Handshaking Lemma

Statement

Let $G=(V,E)$ be a finite undirected graph (no assumptions on simplicity). Then \[ \sum_{v\in V}\deg(v) = 2|E|. \]

Proof

Count the set \[ S:=\{(v,e)\in V\times E : \text{$e$ is incident to $v$}\}. \] Fix $v\in V$. The number of pairs in $S$ with first coordinate $v$ is $\deg(v)$. Hence \[ |S| = \sum_{v\in V}\deg(v). \]

Fix an edge $e\in E$. In an undirected graph, $e$ has exactly two endpoints, so $e$ contributes exactly two incident pairs in $S$ (one for each endpoint). Therefore \[ |S| = 2|E|. \] Combining the two expressions for $|S|$ gives \[ \sum_{v\in V}\deg(v) = 2|E|. \]

Corollary

The number of vertices of odd degree is even.

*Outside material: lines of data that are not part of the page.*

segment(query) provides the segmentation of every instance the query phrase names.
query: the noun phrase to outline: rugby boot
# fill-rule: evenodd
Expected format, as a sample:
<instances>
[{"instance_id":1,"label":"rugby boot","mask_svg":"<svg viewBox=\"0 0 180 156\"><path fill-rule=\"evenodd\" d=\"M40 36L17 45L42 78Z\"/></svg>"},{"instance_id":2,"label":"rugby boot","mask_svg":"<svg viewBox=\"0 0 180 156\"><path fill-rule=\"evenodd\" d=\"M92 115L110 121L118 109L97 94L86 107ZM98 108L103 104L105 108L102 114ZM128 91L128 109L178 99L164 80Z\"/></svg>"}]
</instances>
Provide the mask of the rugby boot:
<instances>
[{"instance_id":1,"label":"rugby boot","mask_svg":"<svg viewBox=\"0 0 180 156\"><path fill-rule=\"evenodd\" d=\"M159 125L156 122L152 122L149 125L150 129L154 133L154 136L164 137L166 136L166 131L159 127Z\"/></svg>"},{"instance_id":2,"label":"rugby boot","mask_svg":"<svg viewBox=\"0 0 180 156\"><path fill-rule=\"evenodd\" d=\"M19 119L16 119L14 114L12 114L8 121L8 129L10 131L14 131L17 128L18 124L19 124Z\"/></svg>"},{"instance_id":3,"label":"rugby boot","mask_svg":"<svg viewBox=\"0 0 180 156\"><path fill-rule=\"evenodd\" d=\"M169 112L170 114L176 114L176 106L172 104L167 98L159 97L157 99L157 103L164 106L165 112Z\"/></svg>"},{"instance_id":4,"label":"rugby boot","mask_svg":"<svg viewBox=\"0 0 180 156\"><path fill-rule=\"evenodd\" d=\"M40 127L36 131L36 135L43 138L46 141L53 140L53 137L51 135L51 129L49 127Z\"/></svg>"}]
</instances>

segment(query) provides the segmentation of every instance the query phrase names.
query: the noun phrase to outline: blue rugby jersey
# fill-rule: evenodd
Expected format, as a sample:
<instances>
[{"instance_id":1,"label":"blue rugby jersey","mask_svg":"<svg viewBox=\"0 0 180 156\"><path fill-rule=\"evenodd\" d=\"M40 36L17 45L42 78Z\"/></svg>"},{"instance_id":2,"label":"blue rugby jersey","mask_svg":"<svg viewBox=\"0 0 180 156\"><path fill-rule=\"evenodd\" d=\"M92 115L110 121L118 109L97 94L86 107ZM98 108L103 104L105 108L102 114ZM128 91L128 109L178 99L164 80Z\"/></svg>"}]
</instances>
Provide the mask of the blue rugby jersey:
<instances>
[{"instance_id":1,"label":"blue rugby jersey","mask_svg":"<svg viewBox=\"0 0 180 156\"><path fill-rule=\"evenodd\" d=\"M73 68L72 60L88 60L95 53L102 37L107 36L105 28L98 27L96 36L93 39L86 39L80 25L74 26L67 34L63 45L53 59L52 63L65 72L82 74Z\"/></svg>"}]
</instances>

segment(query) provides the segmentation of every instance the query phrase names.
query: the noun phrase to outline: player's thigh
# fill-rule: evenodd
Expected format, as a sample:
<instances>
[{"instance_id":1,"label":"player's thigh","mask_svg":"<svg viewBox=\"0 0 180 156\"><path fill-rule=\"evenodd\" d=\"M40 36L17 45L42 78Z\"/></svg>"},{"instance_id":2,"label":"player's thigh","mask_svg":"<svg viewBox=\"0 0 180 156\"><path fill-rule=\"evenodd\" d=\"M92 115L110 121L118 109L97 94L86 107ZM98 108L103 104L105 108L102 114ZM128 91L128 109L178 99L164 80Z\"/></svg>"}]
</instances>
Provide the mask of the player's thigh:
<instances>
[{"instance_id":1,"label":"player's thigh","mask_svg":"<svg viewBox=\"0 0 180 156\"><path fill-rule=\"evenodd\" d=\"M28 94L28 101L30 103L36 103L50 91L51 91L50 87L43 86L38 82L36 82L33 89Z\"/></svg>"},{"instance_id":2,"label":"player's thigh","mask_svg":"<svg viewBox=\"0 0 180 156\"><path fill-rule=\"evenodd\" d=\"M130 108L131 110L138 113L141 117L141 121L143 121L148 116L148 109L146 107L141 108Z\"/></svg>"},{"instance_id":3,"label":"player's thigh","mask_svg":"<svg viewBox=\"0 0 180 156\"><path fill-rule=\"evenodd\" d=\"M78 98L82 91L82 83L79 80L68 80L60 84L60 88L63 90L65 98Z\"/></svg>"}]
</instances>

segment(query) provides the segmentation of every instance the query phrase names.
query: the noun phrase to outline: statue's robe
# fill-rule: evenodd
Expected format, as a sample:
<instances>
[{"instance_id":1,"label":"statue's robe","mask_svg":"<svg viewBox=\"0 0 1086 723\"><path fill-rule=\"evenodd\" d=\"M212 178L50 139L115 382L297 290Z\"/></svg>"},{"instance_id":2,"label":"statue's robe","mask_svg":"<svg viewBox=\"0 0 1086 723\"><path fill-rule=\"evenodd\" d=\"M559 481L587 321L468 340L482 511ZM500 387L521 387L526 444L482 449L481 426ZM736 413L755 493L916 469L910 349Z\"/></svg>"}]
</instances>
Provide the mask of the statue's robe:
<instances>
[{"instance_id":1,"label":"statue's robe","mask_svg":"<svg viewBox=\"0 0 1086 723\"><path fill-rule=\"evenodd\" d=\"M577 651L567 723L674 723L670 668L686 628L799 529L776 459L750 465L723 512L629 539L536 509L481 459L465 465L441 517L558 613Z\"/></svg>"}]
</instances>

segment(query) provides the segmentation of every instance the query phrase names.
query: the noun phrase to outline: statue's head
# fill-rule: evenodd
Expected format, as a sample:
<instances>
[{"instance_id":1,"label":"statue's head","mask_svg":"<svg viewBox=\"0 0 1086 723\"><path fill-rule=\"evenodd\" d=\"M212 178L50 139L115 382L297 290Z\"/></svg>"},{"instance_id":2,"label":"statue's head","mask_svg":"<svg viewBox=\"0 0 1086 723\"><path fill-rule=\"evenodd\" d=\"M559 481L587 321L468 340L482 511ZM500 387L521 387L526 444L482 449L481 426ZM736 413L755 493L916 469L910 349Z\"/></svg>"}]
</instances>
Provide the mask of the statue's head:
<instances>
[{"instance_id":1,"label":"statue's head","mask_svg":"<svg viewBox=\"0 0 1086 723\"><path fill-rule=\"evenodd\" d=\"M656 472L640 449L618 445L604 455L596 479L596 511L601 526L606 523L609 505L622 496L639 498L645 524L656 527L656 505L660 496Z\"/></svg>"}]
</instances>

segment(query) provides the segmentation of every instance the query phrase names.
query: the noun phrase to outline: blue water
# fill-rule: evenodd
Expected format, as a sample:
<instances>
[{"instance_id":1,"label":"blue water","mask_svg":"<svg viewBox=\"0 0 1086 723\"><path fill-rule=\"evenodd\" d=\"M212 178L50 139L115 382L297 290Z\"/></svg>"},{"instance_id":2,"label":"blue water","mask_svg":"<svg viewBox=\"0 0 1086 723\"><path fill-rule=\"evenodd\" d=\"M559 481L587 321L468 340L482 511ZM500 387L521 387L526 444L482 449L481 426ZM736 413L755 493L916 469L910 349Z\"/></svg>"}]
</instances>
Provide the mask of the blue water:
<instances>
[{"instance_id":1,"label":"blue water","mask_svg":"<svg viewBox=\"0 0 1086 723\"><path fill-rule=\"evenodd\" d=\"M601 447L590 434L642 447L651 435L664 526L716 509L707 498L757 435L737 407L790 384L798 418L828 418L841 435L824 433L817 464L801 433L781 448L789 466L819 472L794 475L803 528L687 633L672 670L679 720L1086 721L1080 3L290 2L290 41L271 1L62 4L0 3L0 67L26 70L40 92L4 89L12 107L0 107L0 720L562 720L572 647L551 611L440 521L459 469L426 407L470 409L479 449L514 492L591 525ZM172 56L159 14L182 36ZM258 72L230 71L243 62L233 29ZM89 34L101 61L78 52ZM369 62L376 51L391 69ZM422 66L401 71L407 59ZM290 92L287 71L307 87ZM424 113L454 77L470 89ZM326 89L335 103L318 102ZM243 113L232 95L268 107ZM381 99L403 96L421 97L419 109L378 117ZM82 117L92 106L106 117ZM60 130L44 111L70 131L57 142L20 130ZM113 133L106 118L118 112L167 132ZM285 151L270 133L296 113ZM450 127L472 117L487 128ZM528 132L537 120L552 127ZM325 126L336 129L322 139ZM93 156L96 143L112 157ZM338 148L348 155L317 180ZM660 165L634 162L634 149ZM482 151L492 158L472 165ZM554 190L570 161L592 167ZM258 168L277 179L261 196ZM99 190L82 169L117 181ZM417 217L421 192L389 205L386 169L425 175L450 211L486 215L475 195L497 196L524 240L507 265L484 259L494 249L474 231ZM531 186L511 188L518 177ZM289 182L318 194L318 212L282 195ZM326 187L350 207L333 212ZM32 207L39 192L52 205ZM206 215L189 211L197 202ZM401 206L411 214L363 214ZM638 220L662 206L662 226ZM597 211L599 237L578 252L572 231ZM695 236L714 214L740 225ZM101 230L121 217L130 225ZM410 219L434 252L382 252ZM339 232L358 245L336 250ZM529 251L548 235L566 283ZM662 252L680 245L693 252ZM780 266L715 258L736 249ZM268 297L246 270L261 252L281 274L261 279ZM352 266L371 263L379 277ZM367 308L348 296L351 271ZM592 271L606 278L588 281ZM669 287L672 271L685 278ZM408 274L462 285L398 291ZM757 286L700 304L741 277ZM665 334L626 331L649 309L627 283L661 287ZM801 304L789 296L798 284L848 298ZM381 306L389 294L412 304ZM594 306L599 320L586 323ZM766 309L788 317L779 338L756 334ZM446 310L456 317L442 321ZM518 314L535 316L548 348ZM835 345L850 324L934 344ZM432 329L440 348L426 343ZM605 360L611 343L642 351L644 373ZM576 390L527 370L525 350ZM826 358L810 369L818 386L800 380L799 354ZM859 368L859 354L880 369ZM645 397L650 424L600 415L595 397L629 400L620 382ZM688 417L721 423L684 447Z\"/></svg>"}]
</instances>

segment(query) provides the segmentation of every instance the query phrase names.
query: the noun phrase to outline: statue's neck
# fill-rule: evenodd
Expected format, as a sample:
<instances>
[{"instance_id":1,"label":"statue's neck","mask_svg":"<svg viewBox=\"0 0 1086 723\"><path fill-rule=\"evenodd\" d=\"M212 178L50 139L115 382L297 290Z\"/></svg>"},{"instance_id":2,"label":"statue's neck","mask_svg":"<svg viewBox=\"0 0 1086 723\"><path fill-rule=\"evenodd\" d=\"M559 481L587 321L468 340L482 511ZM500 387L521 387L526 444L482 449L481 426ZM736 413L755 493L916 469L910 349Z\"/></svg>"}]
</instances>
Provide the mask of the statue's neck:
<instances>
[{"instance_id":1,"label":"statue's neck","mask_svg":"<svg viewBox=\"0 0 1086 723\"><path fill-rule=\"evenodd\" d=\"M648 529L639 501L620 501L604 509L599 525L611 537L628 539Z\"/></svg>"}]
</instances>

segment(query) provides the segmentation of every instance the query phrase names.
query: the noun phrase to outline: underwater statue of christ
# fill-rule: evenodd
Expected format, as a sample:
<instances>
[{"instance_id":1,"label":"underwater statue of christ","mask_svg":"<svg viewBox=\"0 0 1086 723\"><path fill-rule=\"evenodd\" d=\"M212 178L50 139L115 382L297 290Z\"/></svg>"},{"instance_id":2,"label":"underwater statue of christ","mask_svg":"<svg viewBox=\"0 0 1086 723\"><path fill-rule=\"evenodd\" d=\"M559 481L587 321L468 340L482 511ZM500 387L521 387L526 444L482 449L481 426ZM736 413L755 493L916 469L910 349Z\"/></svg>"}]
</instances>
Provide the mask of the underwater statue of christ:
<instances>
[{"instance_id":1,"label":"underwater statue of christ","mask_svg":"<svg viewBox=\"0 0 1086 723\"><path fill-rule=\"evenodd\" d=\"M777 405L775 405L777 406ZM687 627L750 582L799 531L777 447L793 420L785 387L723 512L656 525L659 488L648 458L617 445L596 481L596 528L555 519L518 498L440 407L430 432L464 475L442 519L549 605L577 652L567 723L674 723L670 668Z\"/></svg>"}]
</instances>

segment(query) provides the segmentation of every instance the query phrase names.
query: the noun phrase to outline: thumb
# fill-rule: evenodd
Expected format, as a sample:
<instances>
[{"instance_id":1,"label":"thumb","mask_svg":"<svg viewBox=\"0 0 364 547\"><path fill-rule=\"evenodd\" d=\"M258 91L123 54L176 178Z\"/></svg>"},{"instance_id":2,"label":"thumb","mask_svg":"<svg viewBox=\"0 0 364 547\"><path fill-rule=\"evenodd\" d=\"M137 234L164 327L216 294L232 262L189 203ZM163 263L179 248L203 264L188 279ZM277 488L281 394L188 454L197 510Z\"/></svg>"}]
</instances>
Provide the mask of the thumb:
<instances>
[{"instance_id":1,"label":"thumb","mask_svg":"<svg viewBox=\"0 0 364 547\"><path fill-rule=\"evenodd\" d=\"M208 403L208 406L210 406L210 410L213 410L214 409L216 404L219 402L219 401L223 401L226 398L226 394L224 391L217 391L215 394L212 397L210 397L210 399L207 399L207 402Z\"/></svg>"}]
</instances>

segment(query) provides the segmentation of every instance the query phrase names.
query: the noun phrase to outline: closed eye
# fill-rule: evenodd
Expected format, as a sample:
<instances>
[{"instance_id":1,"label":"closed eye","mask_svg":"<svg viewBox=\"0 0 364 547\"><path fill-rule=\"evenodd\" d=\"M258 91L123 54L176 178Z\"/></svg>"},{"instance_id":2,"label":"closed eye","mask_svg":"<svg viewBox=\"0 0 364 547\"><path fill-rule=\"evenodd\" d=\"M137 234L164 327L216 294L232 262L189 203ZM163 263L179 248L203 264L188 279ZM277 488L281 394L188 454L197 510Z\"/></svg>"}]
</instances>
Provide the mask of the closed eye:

Let $O:=\{v\in V:\deg(v)\ \text{is odd}\}$. Reduce the identity \[ \sum_{v\in V}\deg(v) = 2|E| \] modulo $2$. The right hand side is $0\pmod 2$, hence \[ \sum_{v\in V}\deg(v)\equiv 0\pmod 2. \] Even degree terms vanish modulo $2$, so \[ \sum_{v\in O}\deg(v)\equiv |O|\pmod 2, \] since each odd $\deg(v)\equiv 1\pmod 2$. Thus $|O|\equiv 0\pmod 2$, i.e. $|O|$ is even.